I know the healthier attitude is to accept growing older gracefully. My husband calls my wrinkles “laugh lines” and insists that they are a natural part of me and give me character but that’s just because he knows how much a syringe full of Botox costs. I won’t even discuss how much Juvederm is running these days. How do I know? I went to a plastic surgeon and asked. I happened to be with a friend who was having a follow-up appointment for a little “alteration” she had done and I asked about Botox.
“You know what would be great for you?” the assistant nurse asked.
“Um, what?” I said, hoping it would be minimally invasive.
“We have this new mini face-lift. It’s non-surgical and it only requires a few days of social downtime.”
Was she serious? Did I really look like someone who could use a face-lift? This was very disconcerting.
“I’m only forty-two. I think that’s a bit young for any procedure requiring ‘social downtime’” I snapped back.
“I know you’d love the results. My mom did it and she looks ten years younger.” Could she make me feel any worse? “It’s only two thousand dollars. We’re running a special.” Apparently she could. “Of course you could always go with Botox and some filler if you’re trying to save money. But it may not get rid of those furrows completely.”

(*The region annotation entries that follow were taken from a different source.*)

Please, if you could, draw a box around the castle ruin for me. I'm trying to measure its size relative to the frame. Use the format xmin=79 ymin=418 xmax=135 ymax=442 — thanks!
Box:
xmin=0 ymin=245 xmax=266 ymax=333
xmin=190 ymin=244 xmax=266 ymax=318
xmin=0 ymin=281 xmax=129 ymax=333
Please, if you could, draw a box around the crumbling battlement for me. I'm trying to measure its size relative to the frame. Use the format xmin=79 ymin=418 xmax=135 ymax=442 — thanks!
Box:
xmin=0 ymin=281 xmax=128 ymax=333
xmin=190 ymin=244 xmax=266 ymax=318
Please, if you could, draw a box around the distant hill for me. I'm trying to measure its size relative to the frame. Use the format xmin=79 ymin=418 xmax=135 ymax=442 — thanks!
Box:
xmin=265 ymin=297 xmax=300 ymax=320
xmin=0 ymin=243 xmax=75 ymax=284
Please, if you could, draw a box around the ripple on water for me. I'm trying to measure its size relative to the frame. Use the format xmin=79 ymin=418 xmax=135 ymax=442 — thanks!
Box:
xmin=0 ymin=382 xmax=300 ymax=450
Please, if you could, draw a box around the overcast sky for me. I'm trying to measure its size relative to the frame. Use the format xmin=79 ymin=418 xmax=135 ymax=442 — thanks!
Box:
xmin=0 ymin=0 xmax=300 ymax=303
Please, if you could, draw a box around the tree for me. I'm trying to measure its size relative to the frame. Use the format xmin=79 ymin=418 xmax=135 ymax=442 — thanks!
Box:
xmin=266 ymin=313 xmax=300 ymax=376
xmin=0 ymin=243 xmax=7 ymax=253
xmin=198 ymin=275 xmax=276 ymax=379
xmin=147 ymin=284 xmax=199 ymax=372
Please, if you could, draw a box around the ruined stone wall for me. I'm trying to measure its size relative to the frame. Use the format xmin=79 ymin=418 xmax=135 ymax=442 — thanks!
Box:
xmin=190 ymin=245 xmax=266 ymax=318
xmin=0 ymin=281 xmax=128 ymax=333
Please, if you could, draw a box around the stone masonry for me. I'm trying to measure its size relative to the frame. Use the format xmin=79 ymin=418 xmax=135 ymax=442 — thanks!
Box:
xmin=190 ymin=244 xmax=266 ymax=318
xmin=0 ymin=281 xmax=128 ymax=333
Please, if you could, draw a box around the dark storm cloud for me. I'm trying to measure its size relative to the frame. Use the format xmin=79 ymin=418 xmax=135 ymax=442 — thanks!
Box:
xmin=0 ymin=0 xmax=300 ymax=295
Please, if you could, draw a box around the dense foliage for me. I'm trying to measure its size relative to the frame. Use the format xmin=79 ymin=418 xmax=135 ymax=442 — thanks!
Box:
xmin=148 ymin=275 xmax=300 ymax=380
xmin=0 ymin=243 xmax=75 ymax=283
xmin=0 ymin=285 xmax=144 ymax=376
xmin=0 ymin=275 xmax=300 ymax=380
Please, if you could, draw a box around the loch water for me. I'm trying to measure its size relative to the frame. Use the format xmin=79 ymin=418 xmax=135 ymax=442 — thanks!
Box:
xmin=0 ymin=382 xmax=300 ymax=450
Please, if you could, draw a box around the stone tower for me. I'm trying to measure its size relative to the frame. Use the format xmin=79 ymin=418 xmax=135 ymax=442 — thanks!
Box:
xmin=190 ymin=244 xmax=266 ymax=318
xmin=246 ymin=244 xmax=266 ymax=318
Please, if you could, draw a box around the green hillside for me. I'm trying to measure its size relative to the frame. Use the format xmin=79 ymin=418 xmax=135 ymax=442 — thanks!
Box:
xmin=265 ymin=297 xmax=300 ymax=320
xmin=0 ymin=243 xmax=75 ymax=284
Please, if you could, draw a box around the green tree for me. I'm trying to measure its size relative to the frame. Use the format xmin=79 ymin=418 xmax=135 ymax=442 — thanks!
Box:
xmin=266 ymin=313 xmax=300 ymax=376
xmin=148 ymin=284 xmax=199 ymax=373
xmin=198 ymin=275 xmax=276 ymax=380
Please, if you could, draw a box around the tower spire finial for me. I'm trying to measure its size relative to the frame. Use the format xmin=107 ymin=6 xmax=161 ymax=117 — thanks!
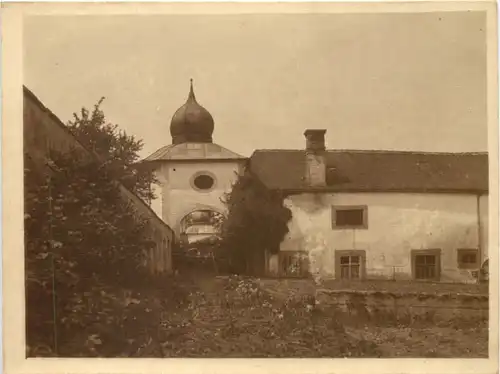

Yeah. I may not be able to get rid of my furrows completely. It saddens me too. I missed the boat on Botox by a few years. But at least I can still do a little damage control – if I take on a part-time job. So the next time you see me, let’s hope I look ten years younger, but at this point I’ll settle for just looking a little rested. So maybe I could just try getting more sleep. Let’s be honest, now that I’m a mother, the chances of me having Botox are a lot better than the chance of me getting a full night’s rest.